The mystery! And discovery, but mostly the mystery—the questions, the transmutation of a question into something approaching an answer that often leads to more questions. It’s good if you’re curious. A renewable resource.
Why this book?
I had to write it so it’d stop taking up so much space in the brain. There were too many strange and satisfying connections between my HI-SEAS experience and the rest of life to ignore.
What’s next?
Writing-wise, it’s a poetry chapbook that’s finally come together. I’m also poking at a beast of a larger project that deals with artificial intelligence and 'algorithms of the self.' I hope to queer the usual questions and frameworks around AI.

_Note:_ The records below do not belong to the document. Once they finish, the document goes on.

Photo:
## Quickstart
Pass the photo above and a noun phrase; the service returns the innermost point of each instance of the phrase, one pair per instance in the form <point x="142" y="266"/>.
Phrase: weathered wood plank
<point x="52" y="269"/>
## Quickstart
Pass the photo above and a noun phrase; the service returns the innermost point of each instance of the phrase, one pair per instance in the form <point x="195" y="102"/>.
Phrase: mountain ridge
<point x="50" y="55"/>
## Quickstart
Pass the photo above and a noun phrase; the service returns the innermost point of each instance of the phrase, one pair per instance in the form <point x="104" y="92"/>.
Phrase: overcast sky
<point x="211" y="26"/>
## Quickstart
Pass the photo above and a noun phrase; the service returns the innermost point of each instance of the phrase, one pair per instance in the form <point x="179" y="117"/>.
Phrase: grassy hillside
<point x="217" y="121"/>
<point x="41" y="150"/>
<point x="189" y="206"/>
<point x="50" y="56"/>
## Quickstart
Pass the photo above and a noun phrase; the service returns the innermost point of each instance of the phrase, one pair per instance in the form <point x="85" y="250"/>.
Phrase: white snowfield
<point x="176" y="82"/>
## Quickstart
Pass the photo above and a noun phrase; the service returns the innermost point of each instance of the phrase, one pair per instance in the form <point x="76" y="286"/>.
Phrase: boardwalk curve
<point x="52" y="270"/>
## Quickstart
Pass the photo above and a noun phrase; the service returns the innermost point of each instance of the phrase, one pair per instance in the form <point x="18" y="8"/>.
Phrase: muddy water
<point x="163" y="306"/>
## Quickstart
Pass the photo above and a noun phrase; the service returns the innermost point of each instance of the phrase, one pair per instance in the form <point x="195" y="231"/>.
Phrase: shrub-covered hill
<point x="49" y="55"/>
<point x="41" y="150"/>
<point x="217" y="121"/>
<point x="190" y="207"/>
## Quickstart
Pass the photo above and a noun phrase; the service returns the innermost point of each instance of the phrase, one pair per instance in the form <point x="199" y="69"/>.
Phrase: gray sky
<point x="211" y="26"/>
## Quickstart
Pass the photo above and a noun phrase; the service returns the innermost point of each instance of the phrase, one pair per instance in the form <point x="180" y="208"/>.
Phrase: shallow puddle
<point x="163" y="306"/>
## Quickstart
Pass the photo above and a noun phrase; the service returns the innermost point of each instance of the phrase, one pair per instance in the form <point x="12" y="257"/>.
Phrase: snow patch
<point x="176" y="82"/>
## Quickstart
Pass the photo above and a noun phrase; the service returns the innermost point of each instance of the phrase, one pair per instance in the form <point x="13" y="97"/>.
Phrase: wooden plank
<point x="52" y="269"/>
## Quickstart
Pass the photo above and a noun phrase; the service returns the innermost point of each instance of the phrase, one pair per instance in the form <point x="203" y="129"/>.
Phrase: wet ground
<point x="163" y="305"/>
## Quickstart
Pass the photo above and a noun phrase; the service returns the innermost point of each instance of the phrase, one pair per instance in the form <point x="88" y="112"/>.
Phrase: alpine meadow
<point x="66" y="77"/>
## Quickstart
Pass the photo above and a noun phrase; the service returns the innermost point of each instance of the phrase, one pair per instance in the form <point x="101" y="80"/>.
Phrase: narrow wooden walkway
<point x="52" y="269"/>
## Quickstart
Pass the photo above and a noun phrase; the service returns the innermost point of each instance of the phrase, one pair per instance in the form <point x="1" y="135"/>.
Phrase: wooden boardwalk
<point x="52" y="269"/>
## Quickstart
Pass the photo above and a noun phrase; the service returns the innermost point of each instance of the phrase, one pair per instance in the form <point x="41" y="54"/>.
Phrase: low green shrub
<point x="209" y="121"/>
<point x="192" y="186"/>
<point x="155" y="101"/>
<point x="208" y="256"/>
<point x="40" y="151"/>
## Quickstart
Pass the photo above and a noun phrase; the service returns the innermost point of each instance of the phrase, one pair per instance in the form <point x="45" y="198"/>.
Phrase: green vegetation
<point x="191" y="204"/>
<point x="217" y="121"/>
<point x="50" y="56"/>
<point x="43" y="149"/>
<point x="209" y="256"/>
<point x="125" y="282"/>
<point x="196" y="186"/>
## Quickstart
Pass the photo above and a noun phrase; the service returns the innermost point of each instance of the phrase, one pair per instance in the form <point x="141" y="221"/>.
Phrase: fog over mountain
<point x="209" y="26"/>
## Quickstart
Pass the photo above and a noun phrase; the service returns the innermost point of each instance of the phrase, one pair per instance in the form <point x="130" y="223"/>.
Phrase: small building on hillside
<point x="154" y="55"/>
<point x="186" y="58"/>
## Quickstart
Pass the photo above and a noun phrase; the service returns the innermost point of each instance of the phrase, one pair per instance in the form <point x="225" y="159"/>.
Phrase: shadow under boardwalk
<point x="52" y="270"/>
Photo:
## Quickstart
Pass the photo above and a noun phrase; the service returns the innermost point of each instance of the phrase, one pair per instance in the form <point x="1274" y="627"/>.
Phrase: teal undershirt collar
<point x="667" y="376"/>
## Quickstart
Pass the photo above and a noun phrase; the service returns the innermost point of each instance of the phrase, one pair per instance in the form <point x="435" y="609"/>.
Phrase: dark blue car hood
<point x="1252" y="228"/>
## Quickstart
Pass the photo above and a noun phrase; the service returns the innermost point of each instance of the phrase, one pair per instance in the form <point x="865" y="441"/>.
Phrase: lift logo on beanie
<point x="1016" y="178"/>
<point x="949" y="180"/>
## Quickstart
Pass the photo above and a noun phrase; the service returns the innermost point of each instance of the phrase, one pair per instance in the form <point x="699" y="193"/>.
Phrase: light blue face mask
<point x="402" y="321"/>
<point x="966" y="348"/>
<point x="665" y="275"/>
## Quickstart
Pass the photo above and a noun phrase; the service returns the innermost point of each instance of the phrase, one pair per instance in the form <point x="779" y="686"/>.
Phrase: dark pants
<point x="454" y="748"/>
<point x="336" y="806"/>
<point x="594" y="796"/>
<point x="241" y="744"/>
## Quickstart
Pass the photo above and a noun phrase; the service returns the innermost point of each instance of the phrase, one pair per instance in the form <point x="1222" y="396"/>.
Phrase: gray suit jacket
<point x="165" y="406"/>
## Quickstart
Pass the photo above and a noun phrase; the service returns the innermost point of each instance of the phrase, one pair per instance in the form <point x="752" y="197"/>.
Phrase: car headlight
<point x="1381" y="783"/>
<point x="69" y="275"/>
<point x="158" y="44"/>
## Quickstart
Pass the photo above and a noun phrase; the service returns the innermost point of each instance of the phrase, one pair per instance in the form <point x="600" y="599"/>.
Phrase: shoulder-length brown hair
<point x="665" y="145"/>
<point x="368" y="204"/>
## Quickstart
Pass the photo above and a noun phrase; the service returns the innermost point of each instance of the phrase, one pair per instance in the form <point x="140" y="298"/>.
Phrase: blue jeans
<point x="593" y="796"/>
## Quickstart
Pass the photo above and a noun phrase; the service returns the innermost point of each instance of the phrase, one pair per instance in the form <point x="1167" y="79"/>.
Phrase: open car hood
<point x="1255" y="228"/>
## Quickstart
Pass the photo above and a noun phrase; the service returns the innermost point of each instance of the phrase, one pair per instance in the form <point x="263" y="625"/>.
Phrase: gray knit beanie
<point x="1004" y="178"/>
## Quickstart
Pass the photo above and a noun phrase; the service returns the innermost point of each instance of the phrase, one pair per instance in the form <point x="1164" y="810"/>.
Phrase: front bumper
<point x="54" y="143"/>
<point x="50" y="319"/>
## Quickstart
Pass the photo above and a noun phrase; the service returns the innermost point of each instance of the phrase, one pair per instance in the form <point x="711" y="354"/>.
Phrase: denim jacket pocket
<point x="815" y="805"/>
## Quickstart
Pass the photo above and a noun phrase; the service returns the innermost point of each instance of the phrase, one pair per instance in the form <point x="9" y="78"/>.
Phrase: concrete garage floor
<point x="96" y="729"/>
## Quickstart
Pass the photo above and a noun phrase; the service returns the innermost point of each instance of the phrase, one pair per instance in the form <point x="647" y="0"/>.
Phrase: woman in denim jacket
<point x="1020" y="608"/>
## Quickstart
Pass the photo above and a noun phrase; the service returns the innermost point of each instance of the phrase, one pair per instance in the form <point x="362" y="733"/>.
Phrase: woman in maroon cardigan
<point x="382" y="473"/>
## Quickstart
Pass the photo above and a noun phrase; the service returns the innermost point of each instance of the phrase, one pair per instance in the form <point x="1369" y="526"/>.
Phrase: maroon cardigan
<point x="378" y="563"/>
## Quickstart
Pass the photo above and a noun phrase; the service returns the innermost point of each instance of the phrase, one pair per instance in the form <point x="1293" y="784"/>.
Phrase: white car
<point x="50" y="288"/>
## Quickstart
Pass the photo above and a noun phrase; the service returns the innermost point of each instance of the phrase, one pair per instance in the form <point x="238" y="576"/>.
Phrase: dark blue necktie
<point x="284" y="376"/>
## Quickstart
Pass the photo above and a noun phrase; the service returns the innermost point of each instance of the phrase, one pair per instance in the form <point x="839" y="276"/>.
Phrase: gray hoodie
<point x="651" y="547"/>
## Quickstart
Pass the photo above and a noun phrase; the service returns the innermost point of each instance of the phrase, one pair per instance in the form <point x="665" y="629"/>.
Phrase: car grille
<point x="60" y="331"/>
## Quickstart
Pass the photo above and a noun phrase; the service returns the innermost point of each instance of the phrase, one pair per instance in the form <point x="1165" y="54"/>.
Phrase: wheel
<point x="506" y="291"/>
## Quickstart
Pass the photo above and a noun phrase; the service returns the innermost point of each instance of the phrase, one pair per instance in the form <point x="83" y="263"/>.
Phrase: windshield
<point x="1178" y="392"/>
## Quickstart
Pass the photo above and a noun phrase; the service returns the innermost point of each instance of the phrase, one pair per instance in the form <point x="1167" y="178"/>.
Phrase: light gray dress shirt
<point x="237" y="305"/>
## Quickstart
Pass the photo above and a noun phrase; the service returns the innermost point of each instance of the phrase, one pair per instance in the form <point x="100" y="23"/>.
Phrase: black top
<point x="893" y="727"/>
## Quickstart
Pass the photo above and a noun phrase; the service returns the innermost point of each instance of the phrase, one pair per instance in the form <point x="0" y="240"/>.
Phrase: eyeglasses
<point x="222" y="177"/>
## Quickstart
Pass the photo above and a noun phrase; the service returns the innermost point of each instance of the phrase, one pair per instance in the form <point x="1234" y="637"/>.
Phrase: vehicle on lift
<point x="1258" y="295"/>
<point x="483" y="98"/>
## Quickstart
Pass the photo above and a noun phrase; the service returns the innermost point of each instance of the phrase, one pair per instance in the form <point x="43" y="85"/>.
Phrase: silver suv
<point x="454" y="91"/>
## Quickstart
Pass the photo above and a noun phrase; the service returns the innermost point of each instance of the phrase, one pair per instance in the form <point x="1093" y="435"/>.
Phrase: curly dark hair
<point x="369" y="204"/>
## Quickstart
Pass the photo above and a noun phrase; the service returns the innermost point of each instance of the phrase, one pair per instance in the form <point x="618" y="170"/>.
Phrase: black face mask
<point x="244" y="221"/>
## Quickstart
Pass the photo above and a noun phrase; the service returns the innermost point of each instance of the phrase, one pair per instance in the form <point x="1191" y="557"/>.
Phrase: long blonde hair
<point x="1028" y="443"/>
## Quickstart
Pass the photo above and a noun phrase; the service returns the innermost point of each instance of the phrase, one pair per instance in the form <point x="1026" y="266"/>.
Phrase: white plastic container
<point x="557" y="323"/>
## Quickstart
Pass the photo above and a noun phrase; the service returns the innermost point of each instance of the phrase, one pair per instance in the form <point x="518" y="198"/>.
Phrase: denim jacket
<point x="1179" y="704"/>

What’s exciting you at the moment?
In poetry it’s Larry Eigner, a Bay Area poet who wrote from the 50s to the 90s in a fragmentary style that is utterly compelling to me right now. I’m also making my way through Ursula Le Guin’s essays and other nonfiction and short stories by Robert Walser. I’m excited about policy changes forthcoming from the Biden administration and the efforts toward racial equity that seem rooted in practical, useful measures. And finally, I’m very excited about the vaccine for COVID-19. Less excited about the slow roll-out, but still grateful that lives are being saved and hopeful that distribution will improve.